The partners share a love of surfing, so the name for their wine comes from a surfing term which refers to waves that are the same height as the rider.
Spencer—an avid surfer, cyclist, and sailor—has spent the past two decades producing consistently acclaimed wines in Northern California. He served as director of winegrowing for Cameron Hughes Wine and co-founded Spencer-Roloson Winery, a pioneer in California-grown Bordelaise, Rhône, and Iberian varietals.
He also owns and oversees farming of the Madder Lake Vineyard in Lake County. Spencer is noted for winemaking techniques that engender balance and harmony in wine, creating wines meant to be enjoyed and shared.
Price is one of the most widely respected names in the California wine business. He’s known for partnering with winemakers who possess a distinctive style of winemaking and enabling them to pursue their unique vision with each vintage and parcel of land they work with.
Price is the proprietor of Classic Wines, LLC and Price Family Vineyards, LLC—including ownership and management of Sonoma Coast vineyards: Durell Vineyard, Gap’s Crown Vineyard, Walala Vineyard and other select Sonoma County vineyards in development. In addition to its vineyard properties, Classic Wines has ownership interests in Kistler Vineyards, Three Sticks, LUTUM, and Buccella. Price is also chairman of Gary Farrell Winery.

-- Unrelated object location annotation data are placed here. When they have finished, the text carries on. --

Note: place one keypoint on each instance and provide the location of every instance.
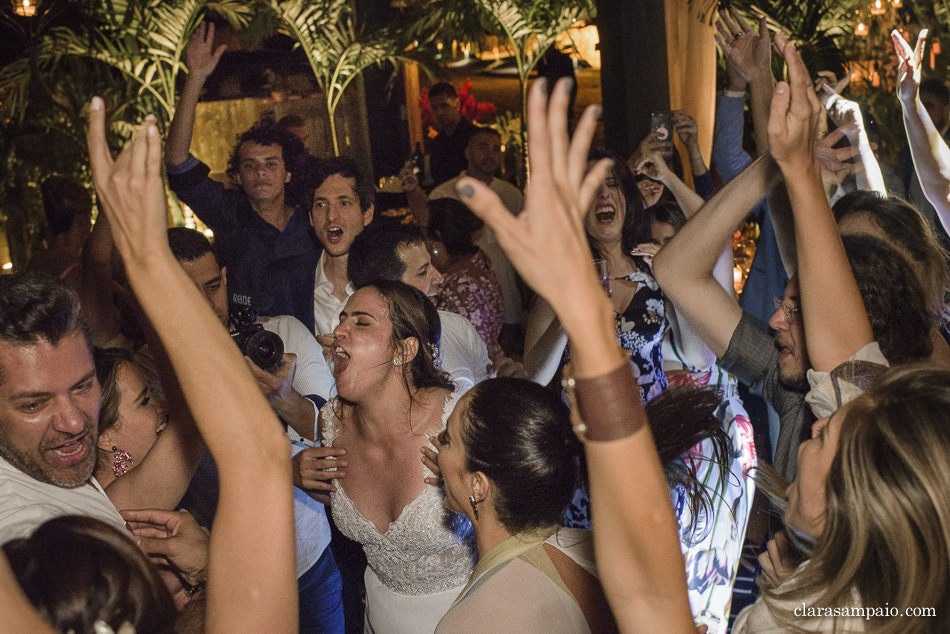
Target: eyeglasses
(788, 307)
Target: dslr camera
(261, 346)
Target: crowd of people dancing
(376, 455)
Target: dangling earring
(121, 462)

For every two bottle of wine sold, Head High donates $1 to non-profits, including Sustainable Surf, and the Sonoma Valley Education Foundation. The company says it wants to support both the community of people who make these wines and the power and beauty of the natural world.
Spencer said he approaches winemaking the same way he approaches a wave: let nature speak for itself.
“The lesson I learned as I became more experienced,” he says, “was to stop trying to impose myself on the land, and instead let the land impose itself on me.”
Goes with: We had both of these wines with Chinese take out, a notoriously hard type of food to pair with wine. Beer often is a better alternative. I liked both of these with our food, although I thought the rosé was a bit better match.
My wife Teri, my son Michael and I all had different dishes, so we were able to tastes these wines with a variety of flavors. Michael and I had spicy dishes, Kung Po chicken and General Tso’s chicken, which can be hard to match with wine. Teri had shrimp with Chinese vegetables. We also had egg rolls, fried rice and egg drop soup.
Both wines went well with all the food, though egg rolls with duck sauce were the worst match for either wine. I liked the fruitier flavor of the rosé with most of the food, but the powerful red blend was outstanding with the fried rice.
The rosé would be great with chicken, turkey, many seafood dishes and light cheeses. It would be especially good for Thanksgiving dinner. The red blend would be good with grilled meat such as pork chops or steak, a rich beef stew or even hamburgers.